Quick Outline/Overview of the activities in this module (See "Teaching Materials" for details).

A. Introduction to reading materials and other resources on water impairment and water quality

B. Introduction to nutrient Issues and accessing water quality data set from Chesapeake Bay Program website.

C. Selecting data set on Phosphorus and plotting of a graph of Phosphorus concentration v. Time

D. Determine the variations of Phosphorus concentration against Time

E. Compare and contrast seasonal variations (if any).

F. Work with other types of nutrients data available on the website.

  • Pre-module work: PowerPoint Presentation and Discussions on topics related to the subject matter.
  • Activity A: Determine the changes in Phosphorus concentrations over time at a chosen sampling location. See "Teaching Notes and Tips" below.
  • Activity B: Explore changes in Phosphorus concentrations over time at another sampling location in the dataset. Compare your results with those of Activity A. See "Teaching Notes and Tips" below.
  • Activity C: Explore other nutrient inflow from other locations. See "Teaching Notes and Tips" below.

Teaching Materials:

  • Instructor's Power point (PowerPoint 2007 (.pptx) 11.6MB Nov2 21)
  • Student Handout. (Microsoft Word 2007 (.docx) 116kB Nov2 21)
  • Sample Dataset (Excel 2007 (.xlsx) 36kB Oct26 21)
  • Dataset (Available at Chesapeake Bay Program) Enter search criteria such as example below:
    • CBP Water Quality data (1984 -present)
      • Water Quality Data
      • 10/29/2014 to 10/29/2019
      • SWM- Shallow Water Monitoring Programs
      • CMON-Tidal Continuous Water Quality Monitoring Project
      • Small Watershed (HUC12)
      • Select Attribute "Potomac River Channel" 
      • Select Parameter "Total Dissolved Nitrate"


Teaching Notes and Tips

See the

and Instructor's PowerPoint (PowerPoint 2007 (.pptx) 11.6MB Nov2 21) for notes and tips for carrying out this exercise.

Workflow of this module:

  1. Assign subject-matter-related pre-class readings.
  2. Give students their handout when they arrive to class.
  3. Instructor gives brief PowerPoint presentation with background material.
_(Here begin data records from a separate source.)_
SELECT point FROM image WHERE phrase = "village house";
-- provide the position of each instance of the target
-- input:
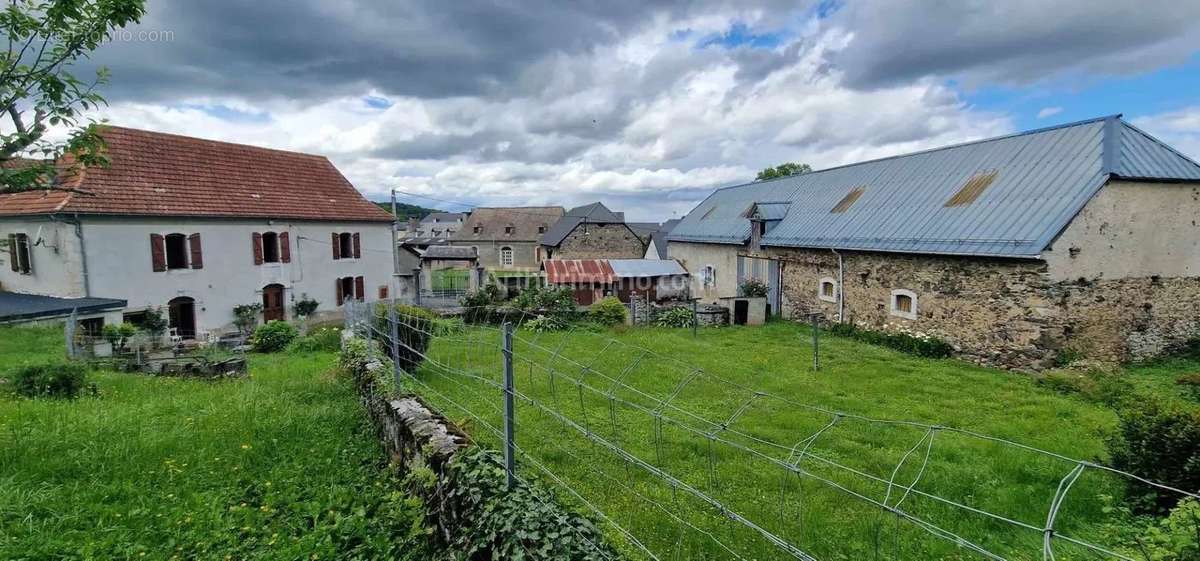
(195, 228)
(1072, 241)
(593, 231)
(505, 240)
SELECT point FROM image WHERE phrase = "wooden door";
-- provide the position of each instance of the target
(273, 302)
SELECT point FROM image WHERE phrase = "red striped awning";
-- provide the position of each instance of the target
(575, 271)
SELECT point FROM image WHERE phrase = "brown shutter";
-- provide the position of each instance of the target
(157, 252)
(12, 252)
(193, 243)
(285, 248)
(256, 245)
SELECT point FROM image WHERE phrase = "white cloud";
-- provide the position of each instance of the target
(1048, 112)
(1180, 128)
(648, 124)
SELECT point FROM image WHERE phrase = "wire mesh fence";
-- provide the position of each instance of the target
(679, 462)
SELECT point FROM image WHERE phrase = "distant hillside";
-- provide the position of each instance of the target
(407, 211)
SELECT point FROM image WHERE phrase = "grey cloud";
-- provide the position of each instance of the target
(1012, 42)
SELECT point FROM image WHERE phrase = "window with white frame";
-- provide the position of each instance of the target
(904, 303)
(827, 290)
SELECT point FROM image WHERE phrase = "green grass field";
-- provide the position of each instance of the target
(576, 374)
(281, 465)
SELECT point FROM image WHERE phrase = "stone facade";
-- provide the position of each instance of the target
(1001, 312)
(599, 241)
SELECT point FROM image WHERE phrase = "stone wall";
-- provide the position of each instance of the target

Discussion of the readings can be integrated into this presentation or done before.
  4. Students can then work through the module activities.

Measures of Student Success

  1. When they are able to use Excel to:
    • Calculate the distribution of Phosphorus (and other nutrients) from the data set.
    • Calculate daily/weekly/seasonal averages, as may be shown in the data set.
    • Compare different time periods of data set collection and distribution of Phosphorus (and other nutrients).
    • Produce graphs that show the distribution of Phosphorus (and other nutrients) based on the parameters evident in the data set.
  2. Discuss the patterns evident from the graphs produced.


Students will learn to do the following and will be assessed based on:

a. The use of an Excel Spreadsheet to analyze data set on nutrient concentration.

b. Interpretation of the data set with respect to many years (5+) timeline.

c. Spatial and temporal distribution of nutrients in the data set.

d. What might be the effect of nutrients pollution?

e. What other nutrients may cause pollution?